SAUH BAGI JIWA
“Barangsiapa berbuat kesalahan, ia akan menanggung kesalahannya itu, karena Tuhan tidak memandang orang.” (Kol. 3:25)
“Barangsiapa berbuat kesalahan, ia akan menanggung kesalahannya itu, karena Tuhan tidak memandang orang.” (Kol. 3:25)
Manasye adalah raja yang paling jahat dari Yehuda dan banyak melakukan kejahatan. Sewaktu dia dihukum TUHAN sehingga sangat terdesak, kemudian bertobat berpaling kepada TUHAN, maka TUHAN mengampuni dosanya. Jangan diartikan TUHAN pilih kasih kepadanya dan bersikap tidak adil, “Sebab Allah tidak memandang bulu.” (Rm. 2:11), “Malah Ia mengganjar manusia sesuai perbuatannya, dan membuat setiap orang mengalami sesuai kelakuannya. Sungguh, Allah tidak berlaku curang, Yang Mahakuasa tidak membengkokkan keadilan.” (Ayb. 34:11-12)
Sebelum Manasye diampuni Tuhan, dia sudah membayar mahal kejahatannya. Tuhan sudah menghukum dia, dalam satu hari dia dari raja menjadi tawanan dan menjadi hamba. Waktu itu musuh membelenggunya dengan rantai tembaga, dan mengkaitkan hidung, bibir dan pipinya dengan kaitan, suatu penyiksaan yang sangat sadis.

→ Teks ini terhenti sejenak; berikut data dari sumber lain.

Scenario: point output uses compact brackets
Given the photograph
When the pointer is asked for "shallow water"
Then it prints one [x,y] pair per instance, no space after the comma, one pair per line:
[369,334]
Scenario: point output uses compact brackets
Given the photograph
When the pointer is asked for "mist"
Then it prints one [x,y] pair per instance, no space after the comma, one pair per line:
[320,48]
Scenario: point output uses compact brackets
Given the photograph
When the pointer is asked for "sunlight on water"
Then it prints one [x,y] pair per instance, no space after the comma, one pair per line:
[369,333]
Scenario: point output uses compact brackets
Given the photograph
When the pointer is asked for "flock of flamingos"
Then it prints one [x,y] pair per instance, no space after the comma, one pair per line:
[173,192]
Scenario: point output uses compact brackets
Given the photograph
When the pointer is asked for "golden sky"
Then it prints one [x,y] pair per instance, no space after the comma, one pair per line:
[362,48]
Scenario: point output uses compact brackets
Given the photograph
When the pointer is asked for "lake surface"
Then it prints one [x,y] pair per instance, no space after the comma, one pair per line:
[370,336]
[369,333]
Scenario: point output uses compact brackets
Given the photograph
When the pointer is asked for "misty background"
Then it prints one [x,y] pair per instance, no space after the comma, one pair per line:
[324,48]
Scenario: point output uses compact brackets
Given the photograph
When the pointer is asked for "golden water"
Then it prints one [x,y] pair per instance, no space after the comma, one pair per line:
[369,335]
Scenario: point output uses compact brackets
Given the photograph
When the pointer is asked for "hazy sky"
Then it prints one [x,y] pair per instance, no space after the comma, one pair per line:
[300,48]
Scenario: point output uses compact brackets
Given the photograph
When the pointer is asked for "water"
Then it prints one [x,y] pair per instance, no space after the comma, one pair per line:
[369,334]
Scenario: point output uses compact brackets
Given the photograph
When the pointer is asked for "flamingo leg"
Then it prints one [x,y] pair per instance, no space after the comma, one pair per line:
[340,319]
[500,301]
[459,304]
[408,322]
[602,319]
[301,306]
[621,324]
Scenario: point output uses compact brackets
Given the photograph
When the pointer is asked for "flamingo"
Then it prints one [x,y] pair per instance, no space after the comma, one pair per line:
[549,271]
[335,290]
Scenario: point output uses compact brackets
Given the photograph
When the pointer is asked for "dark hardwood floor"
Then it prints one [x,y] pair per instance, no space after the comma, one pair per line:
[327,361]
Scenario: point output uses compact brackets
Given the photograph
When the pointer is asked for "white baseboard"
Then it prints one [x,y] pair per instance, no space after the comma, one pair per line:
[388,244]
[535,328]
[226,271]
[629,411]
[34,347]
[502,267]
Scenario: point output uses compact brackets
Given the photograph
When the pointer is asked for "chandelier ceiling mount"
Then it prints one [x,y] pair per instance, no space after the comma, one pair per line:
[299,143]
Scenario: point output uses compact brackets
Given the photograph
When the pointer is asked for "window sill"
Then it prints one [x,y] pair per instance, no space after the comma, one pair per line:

Bayangkan, seorang raja menjadi hamba dan disiksa seperti itu, lalu dilemparkan ke dalam penjara di Babel, ini adalah hukuman yang lebih berat dari hukuman mati.
Hidup sebagai tawanan tentulah sangat menyiksa Manasye. Maka dalam keterdesakan itu dia mengakui dosa-dosanya kepada TUHAN dan bertobat. TUHAN pun mendengarkan doanya, sehingga dia bisa pulang ke Yerusalem dan kembali menjadi raja. Manasye pun mengakui, bahwa hanya TUHAN-lah Allah!
Hanya saja, karena sudah terlalu banyak kejahatan yang dia lakukan selama menjadi raja, hal itu mempengaruhi iman dan akhlak rakyatnya. Walaupun kemudian dia menyerukan rakyatnya untuk beribadah kepada TUHAN, tetapi sudah terlambat; dia tidak dapat lagi banyak mempengaruhi rakyatnya. Setelah anaknya Amon menjadi raja, rakyat kembali menyembah berhala, iman mereka kembali rusak seperti sediakala. Bila dari raja sampai rakyat semuanya meninggalkan TUHAN, akibatnya akhlak bangsa menjadi semakin buruk, kondisi negara pun semakin merosot hingga akhirnya musnah.
Jangan anggap Daud sebagai orang yang berkenan kepada TUHAN; tatkala dia berdosa karena berzinah, TUHAN membalasnya dengan membiarkan gundik-gundiknya tidur di depan umum dengan anaknya, Absalom. Ketika dia membunuh suami orang, TUHAN mengikuti ucapan Daud sendiri yang mengatakan harus membayar empat kali lipat: empat anaknya mati, Daud mengalami empat kali kesedihan orang tua yang menguburkan orang yang rambutnya masih hitam.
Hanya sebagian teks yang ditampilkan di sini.